Provided that the horse is comfortable going barefoot, he’ll tend to move better and be more sure-footed on the trails. Horses who perform activities that require precision of foot placement, such as dressage, sports involving tight turns (barrel racing, gaming, etc.), and those performed at speed over variable terrain (eventing, endurance, competitive driving, etc.), also may benefit from going barefoot.
But let me reiterate that some horses cannot comfortably go barefoot. Their foot conformation, pre-existing foot pathology, or the type of work they do requires the protection of some sort of shoe or boot in order for them to live and work comfortably.
Hoof Boots
In recent years, hoof boots have undergone some major transformations from the clunky ol’ EasyBoot. Hoof boots these days are so much more than “medicine” boots, designed to protect an injured foot or hold medication on a hoof. There are now several types of hoof boots that are specifically designed to be worn by horses during exercise. Here are six:
* Boa Horse Boot (www.EasyCareInc.com)
* Hoofwings (www.HorseSneaker.com)
* Marquis Supergrip Boot (www.StrideEquus.com)
* Old Mac’s Generation 2 Hoof Boot (www.EasyCareInc.com)

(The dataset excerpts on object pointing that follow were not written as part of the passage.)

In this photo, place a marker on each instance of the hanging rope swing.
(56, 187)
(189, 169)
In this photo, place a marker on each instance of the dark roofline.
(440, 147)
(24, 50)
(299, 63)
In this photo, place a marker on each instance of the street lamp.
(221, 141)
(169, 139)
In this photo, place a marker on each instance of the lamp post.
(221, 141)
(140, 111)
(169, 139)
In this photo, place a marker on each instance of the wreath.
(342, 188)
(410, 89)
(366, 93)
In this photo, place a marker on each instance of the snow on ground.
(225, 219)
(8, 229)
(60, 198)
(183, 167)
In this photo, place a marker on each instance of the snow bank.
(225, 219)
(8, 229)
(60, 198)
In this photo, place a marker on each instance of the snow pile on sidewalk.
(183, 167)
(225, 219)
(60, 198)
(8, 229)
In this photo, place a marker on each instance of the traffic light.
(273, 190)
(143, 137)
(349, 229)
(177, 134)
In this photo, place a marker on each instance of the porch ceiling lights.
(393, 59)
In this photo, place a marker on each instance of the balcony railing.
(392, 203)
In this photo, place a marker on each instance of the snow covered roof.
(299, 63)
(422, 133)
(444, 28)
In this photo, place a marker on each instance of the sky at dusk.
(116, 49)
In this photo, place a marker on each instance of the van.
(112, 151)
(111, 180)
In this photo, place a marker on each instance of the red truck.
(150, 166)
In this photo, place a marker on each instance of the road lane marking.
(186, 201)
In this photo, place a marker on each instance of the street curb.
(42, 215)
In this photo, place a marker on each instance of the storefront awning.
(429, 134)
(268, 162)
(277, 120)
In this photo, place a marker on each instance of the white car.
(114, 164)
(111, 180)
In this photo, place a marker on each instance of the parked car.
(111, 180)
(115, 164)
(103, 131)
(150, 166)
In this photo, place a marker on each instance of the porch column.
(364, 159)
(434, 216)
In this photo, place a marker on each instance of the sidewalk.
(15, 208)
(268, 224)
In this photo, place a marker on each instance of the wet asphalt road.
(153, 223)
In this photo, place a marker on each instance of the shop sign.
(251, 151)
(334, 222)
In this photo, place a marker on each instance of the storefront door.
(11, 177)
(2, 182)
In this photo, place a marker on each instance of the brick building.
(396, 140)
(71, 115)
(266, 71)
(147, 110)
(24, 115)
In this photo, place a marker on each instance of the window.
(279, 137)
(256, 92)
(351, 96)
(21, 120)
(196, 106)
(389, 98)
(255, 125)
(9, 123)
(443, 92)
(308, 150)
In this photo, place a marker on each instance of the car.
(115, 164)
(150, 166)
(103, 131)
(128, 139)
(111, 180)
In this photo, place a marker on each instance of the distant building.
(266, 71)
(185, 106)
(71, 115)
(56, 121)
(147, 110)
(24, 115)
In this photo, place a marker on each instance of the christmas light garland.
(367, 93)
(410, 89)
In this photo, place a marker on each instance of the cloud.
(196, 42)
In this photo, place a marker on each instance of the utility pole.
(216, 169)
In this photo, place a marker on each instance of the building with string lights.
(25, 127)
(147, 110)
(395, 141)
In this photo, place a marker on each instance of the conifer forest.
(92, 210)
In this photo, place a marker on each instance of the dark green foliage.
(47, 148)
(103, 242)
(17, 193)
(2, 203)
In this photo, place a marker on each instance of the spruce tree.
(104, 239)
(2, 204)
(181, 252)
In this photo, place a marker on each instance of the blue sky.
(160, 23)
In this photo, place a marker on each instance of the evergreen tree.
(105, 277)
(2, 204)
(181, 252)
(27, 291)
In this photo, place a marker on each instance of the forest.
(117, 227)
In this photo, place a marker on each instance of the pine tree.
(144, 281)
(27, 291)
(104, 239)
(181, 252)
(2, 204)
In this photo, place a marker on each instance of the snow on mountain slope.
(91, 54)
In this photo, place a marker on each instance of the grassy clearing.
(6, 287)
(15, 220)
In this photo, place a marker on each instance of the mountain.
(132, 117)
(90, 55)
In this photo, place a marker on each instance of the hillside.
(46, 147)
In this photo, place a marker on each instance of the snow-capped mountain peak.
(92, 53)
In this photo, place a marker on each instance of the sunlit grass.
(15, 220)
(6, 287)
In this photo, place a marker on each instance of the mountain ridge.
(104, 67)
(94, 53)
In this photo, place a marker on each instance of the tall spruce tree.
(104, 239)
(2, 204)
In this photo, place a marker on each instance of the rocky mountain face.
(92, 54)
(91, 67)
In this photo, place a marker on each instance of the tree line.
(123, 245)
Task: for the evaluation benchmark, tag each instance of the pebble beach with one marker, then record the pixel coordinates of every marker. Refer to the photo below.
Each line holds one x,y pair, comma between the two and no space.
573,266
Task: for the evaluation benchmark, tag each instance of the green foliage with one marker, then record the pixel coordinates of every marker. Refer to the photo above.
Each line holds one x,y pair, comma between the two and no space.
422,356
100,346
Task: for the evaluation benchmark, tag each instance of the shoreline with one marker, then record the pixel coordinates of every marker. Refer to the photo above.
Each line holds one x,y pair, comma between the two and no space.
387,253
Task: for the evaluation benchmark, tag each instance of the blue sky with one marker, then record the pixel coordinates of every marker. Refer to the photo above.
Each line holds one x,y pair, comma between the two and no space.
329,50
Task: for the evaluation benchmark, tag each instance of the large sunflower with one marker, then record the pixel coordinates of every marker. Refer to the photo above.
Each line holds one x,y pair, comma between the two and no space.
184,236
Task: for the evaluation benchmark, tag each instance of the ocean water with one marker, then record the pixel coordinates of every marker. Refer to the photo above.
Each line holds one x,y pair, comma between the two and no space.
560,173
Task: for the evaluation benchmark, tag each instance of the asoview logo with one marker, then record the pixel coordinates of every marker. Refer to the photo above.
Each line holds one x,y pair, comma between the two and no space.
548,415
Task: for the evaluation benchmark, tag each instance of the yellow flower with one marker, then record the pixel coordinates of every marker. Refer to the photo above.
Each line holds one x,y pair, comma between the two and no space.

* Renegade Hoof Boot (www.RenegadeHoofBoots.com)
* Simple Boot (www.SimpleBoot.com)
My two favorites for the average pleasure horse are Hoofwings and Renegades. The Marquis Supergrip is designed for high-level performance, but it is more expensive than the other hoof boots and probably more than the average pleasure horse needs.
At between $100 and $200 a pair, hoof boots are a great investment for those with barefoot horses, and even for those with shod horses who do a lot of back-country trail riding. Boots are invaluable during the tender-footed period many horses go through when transitioning from shod to barefoot. They also provide great hoof protection and comfort when working on hard or rocky terrain. Most horses adjust very quickly to wearing boots, and they move just as well with boots as without; in fact, some horses move with more ease and confidence on hard or rocky ground with their boots on than without.
In closing, going barefoot is not for every horse or horse owner, but it’s something to at least consider. Although going barefoot does save on shoeing costs, it is still necessary to work closely with a good farrier or barefoot trimmer, as most domestic horses need regular trimming to keep their feet in good shape, comfortable, and functioning properly. Barefoot trimming is something you can learn to do yourself, but for the first year or so, you should continue to work closely with an experienced trimmer.